A semana de trabalho será mais curta para os empregados da Gráfica Leal em Bragança Paulista. O expediente será somente até quarta-feira. Eles serão beneficiados pela Convenção Coletiva de Trabalho (CCT) da Classe e pela atuação direta do Sindicato da categoria (Sindigráficos). A entidade cobrou da empresa o cumprimento de um dos direitos coletivos onde garante para os trabalhadores um dia de folga antes ou depois de um feriado. A empresa escolheu a folga nesta sexta-feira, um dia após o feriado nacional de Corpus Christi, estendendo o feriado dos gráficos.  
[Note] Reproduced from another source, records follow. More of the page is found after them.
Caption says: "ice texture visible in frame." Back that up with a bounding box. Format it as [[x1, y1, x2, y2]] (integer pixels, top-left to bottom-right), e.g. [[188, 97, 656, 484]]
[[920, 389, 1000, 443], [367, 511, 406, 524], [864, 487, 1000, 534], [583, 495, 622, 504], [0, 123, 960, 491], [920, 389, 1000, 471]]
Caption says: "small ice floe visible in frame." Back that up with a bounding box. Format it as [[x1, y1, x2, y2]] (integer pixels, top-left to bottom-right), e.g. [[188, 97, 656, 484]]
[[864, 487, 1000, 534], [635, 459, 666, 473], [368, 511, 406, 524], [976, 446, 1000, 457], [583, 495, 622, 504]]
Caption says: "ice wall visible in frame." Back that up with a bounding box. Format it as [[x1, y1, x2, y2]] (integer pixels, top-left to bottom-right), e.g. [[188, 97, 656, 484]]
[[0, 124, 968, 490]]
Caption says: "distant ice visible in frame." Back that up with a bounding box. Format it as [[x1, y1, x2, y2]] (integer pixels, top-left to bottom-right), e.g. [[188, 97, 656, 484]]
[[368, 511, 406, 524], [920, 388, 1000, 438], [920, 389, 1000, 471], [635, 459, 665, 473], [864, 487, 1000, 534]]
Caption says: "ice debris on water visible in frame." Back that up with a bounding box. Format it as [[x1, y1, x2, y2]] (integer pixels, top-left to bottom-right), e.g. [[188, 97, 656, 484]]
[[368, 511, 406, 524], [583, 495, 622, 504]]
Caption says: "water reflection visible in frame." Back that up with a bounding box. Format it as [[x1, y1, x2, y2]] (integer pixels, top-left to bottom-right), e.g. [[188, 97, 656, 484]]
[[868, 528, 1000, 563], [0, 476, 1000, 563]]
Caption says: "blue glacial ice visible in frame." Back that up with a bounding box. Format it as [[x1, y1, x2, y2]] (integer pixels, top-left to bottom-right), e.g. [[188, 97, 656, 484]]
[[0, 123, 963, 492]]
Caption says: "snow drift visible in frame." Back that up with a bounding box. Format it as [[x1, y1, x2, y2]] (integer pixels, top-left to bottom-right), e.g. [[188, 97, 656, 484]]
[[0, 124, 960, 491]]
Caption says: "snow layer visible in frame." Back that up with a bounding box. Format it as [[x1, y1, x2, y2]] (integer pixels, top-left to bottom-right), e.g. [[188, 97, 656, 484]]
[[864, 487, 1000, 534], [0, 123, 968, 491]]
“Cristiano Leal, dono da gráfica, poderia ainda optar pelo pagamento da hora-extra em caso deles trabalharem”, conta Walter Correia, diretor do Sindigráficos que cobrou do empresário o cumprimento deste direito da CCT. Tem o mesmo direito todo gráfico que compensou 1h28 hora nos dias de semana para não laborarem no sábado dia 21 de abril – feriado de Tiradentes, não sendo assim necessário compensar. Como ocorreu na gráfica Leal, precisou pagar 7h20 de hora-extra ou dar feriado-ponto.

Correia explica que o dono da gráfica Leal alegou que o setor contábil desconhecia este direito, não informando-o corretamente sobre a não obrigatoriedade da compensação diária quando o sábado é um feriado. Desse modo, depois de apresentado a cláusula a respeito na CCT, ele anunciou rapidamente a concessão do feriado estendido nesta semana.

O Sindigráficos também está cobrando o mesmo na gráfica Amaral em Bragança Paulista. O dono da empresa inclusive já sinalizou a abertura para se reunir com a entidade para discutir este e outros assuntos. Entre as cobranças do sindicato proveniente de reclamações dos próprios trabalhadores do local, o vale-alimentação está defasado a muito tempo. “Já até informei ao empresário que o vale precisa ser o suficiente para que os funcionários possam comprar todos os alimentos da cesta básica definida pela CCT”, diz Correia. O valor mínimo é de R$ 130. A empresa ficou de pesquisa os preços do produtos nos supermercados da região.

“Os gráficos da Leal continuam atentos às informações diárias do nosso sindicato, como faz a maioria da categoria. Desse modo, sabem melhor dos seus direitos e denunciam para a entidade quando a sua empresa deixa de cumpri-los”, destaca Correia. Porém, não basta só saber dos direitos conquistados pelo sindicato e cobrar a ação sindical para exigir seu cumprimento. É preciso que os trabalhadores se juntem entre si e em torno do Sindigráficos, sindicalizando-se, para fortalecer a entidade para continuar lutando pelo cumprimento dos direitos e pela convenção.